Çok zeki bir mizah anlayışları var. Tabu tanımadan her şeyle çok rahat, çok
güzel dalga geçebiliyorlar.’’ diye ekliyor.
Gerçekten
de duvarlarda, panolarda, pankartlarda ve twitlerde neredeyse bütün olayı 3-5
kelimede üstelik derinlemesine anlatan sloganlar çok ilgi çekiyor: ‘Televizyon
bu devrimi yayınlamayacak, sokağa çık, Gezi’ye gel’, ‘Tayyip al sana gündem!’,
‘Bir de bana hâlâ gazete oku diyorsun!’
Tweeter’da,
duvarda ya da gazi bir Toma’nın üstünde cıvıl cıvıl yazılamalar. Onlar kendi
medyasını yarattı. Her Yer Taksim, Her Yer Direniş sloganı Her Şey Medya
eklentisi ile sürdü.
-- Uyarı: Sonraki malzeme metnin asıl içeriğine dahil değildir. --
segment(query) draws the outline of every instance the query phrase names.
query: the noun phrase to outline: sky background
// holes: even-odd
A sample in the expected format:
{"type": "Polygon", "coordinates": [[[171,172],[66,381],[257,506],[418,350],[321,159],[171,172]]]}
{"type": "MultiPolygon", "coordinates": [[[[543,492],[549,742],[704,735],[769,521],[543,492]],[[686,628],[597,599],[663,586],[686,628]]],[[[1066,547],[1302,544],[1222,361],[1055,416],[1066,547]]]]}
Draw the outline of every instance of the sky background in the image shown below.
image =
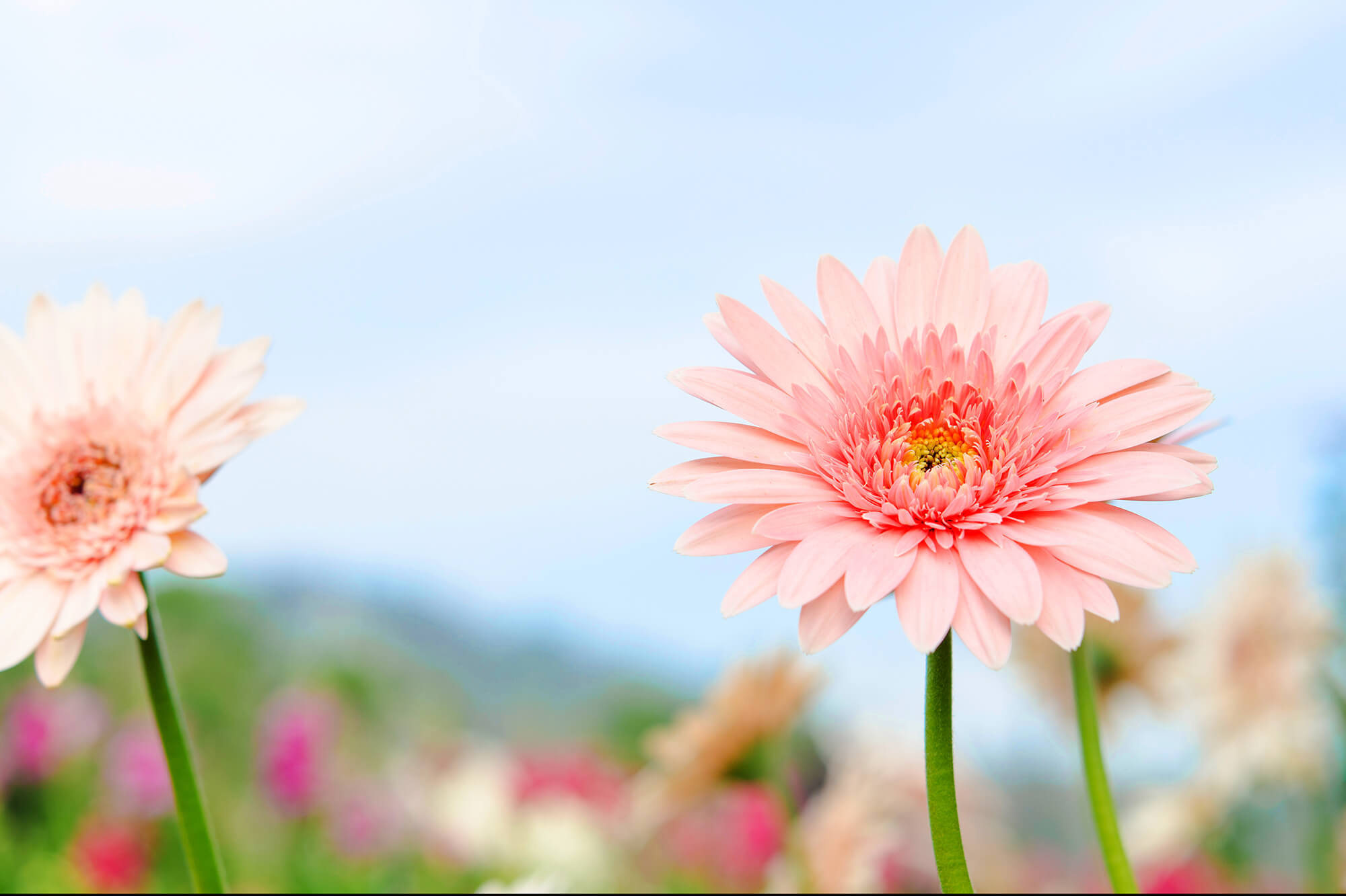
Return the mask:
{"type": "MultiPolygon", "coordinates": [[[[275,338],[303,417],[211,482],[232,576],[409,580],[493,631],[686,681],[794,644],[720,619],[742,557],[646,490],[721,417],[665,382],[730,359],[700,316],[756,277],[813,296],[918,223],[1032,258],[1088,362],[1154,357],[1230,424],[1215,492],[1145,511],[1202,569],[1314,557],[1346,396],[1346,4],[0,4],[0,320],[32,293],[203,296],[275,338]]],[[[922,658],[891,601],[814,662],[825,710],[911,735],[922,658]]],[[[960,749],[1074,771],[1012,671],[956,659],[960,749]]],[[[1065,674],[1065,659],[1062,659],[1065,674]]],[[[1121,775],[1183,761],[1139,724],[1121,775]]]]}

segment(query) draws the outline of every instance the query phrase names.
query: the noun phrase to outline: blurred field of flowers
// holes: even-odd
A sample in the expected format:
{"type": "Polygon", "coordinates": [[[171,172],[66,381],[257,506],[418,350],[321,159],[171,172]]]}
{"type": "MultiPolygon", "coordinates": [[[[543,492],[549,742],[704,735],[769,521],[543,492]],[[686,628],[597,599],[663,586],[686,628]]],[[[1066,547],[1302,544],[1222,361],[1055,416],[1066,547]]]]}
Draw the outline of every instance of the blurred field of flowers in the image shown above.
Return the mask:
{"type": "MultiPolygon", "coordinates": [[[[826,682],[791,652],[697,697],[557,651],[472,646],[409,609],[257,591],[163,599],[240,891],[937,888],[919,744],[820,728],[808,709],[826,682]]],[[[1090,623],[1105,725],[1141,701],[1202,745],[1190,779],[1120,794],[1143,885],[1333,888],[1335,627],[1303,570],[1253,557],[1187,627],[1144,592],[1117,595],[1124,622],[1090,623]]],[[[1065,659],[1036,636],[1019,632],[1005,674],[1059,697],[1065,659]]],[[[100,627],[69,686],[42,690],[26,667],[0,678],[4,891],[188,885],[143,685],[118,671],[133,650],[100,627]]],[[[1069,775],[960,775],[981,887],[1106,889],[1069,775]]]]}

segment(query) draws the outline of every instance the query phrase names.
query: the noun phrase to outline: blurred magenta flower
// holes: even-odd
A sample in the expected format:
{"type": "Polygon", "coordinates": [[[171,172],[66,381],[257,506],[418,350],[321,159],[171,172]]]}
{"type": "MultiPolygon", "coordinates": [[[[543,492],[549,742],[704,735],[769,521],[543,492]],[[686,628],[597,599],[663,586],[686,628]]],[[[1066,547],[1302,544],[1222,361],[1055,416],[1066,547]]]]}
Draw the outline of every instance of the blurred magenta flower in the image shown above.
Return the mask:
{"type": "Polygon", "coordinates": [[[308,815],[328,784],[339,713],[327,697],[285,693],[271,701],[258,731],[257,774],[287,815],[308,815]]]}
{"type": "Polygon", "coordinates": [[[199,300],[163,323],[139,292],[113,303],[101,287],[70,308],[34,299],[24,339],[0,327],[0,669],[36,651],[55,686],[96,609],[145,635],[135,572],[225,572],[188,529],[206,513],[197,490],[302,405],[245,405],[268,340],[218,335],[199,300]]]}
{"type": "Polygon", "coordinates": [[[20,692],[9,701],[0,732],[0,780],[47,778],[93,747],[106,725],[102,698],[87,687],[20,692]]]}
{"type": "Polygon", "coordinates": [[[131,722],[108,744],[104,783],[117,814],[159,818],[174,810],[172,779],[152,722],[131,722]]]}
{"type": "Polygon", "coordinates": [[[758,887],[785,846],[789,819],[779,796],[760,784],[738,784],[678,815],[661,838],[672,858],[736,891],[758,887]]]}
{"type": "Polygon", "coordinates": [[[588,752],[532,752],[516,757],[518,802],[571,796],[614,813],[626,792],[626,776],[588,752]]]}
{"type": "Polygon", "coordinates": [[[380,782],[347,784],[327,810],[327,835],[347,858],[386,854],[401,842],[405,829],[406,819],[392,788],[380,782]]]}
{"type": "Polygon", "coordinates": [[[135,825],[83,822],[73,844],[73,860],[85,885],[101,893],[144,889],[149,873],[147,835],[135,825]]]}
{"type": "Polygon", "coordinates": [[[948,254],[917,227],[900,260],[876,260],[863,284],[824,256],[824,320],[762,284],[787,335],[720,296],[707,326],[747,370],[670,375],[748,425],[660,428],[717,456],[650,483],[728,505],[688,529],[680,552],[766,549],[730,588],[725,615],[778,595],[800,609],[800,643],[813,652],[895,593],[918,650],[952,627],[999,667],[1011,622],[1073,650],[1085,611],[1117,618],[1104,578],[1156,588],[1195,569],[1174,535],[1108,502],[1211,490],[1214,457],[1155,443],[1210,393],[1158,361],[1075,373],[1106,305],[1043,323],[1046,272],[1031,261],[991,269],[972,227],[948,254]]]}

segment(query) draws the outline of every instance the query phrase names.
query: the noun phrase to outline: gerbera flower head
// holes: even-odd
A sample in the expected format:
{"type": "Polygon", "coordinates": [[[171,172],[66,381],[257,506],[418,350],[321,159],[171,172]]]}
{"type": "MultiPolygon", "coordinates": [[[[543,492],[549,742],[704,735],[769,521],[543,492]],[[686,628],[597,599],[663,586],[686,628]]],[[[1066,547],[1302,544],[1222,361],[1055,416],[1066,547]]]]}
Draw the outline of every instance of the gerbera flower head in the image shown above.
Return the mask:
{"type": "Polygon", "coordinates": [[[728,505],[684,533],[682,553],[766,548],[730,588],[725,615],[778,595],[800,609],[812,652],[892,593],[918,648],[952,627],[1000,666],[1011,620],[1074,648],[1085,611],[1117,618],[1105,577],[1156,588],[1195,569],[1168,531],[1108,502],[1211,490],[1213,457],[1155,441],[1210,393],[1158,361],[1075,371],[1106,305],[1043,323],[1043,269],[991,269],[970,227],[948,254],[917,227],[900,260],[876,260],[863,283],[824,256],[822,320],[762,284],[786,335],[720,296],[707,324],[747,370],[670,377],[746,424],[660,428],[717,456],[650,483],[728,505]]]}
{"type": "Polygon", "coordinates": [[[54,686],[96,609],[144,635],[136,572],[225,570],[188,529],[198,487],[302,404],[245,404],[268,340],[218,335],[199,300],[164,323],[101,287],[70,308],[38,296],[22,339],[0,327],[0,669],[35,652],[54,686]]]}

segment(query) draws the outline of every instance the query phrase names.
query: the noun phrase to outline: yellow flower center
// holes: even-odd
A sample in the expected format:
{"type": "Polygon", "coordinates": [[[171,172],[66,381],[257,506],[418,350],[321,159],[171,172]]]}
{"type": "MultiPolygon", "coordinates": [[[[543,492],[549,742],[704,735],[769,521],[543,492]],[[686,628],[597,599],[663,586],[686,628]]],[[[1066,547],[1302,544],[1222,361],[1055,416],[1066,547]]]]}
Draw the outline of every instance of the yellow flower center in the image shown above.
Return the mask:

Ve bu mecra akıllı idi, güzel idi, fırlama idi.
‘’Dolmabahçe
civarında egemen medyada çalışan arkadaşlara rastladım. İsim vermeyeyim sorun
çıkmasın. ‘Madem gazeteci olarak haber yapamıyoruz o zaman biz de
vatandaş olarak Gezi’ye dayanışmaya gidelim dedik’ dediler. Yanlarında fotograf
makinesi, kamera, teyp, bloknot filan yoktu. Ben izliyorum, egemen medyada yazı
işlerinde çok sıkıntı var. Patronlar ve yönetimle çelişkiler arttı’’.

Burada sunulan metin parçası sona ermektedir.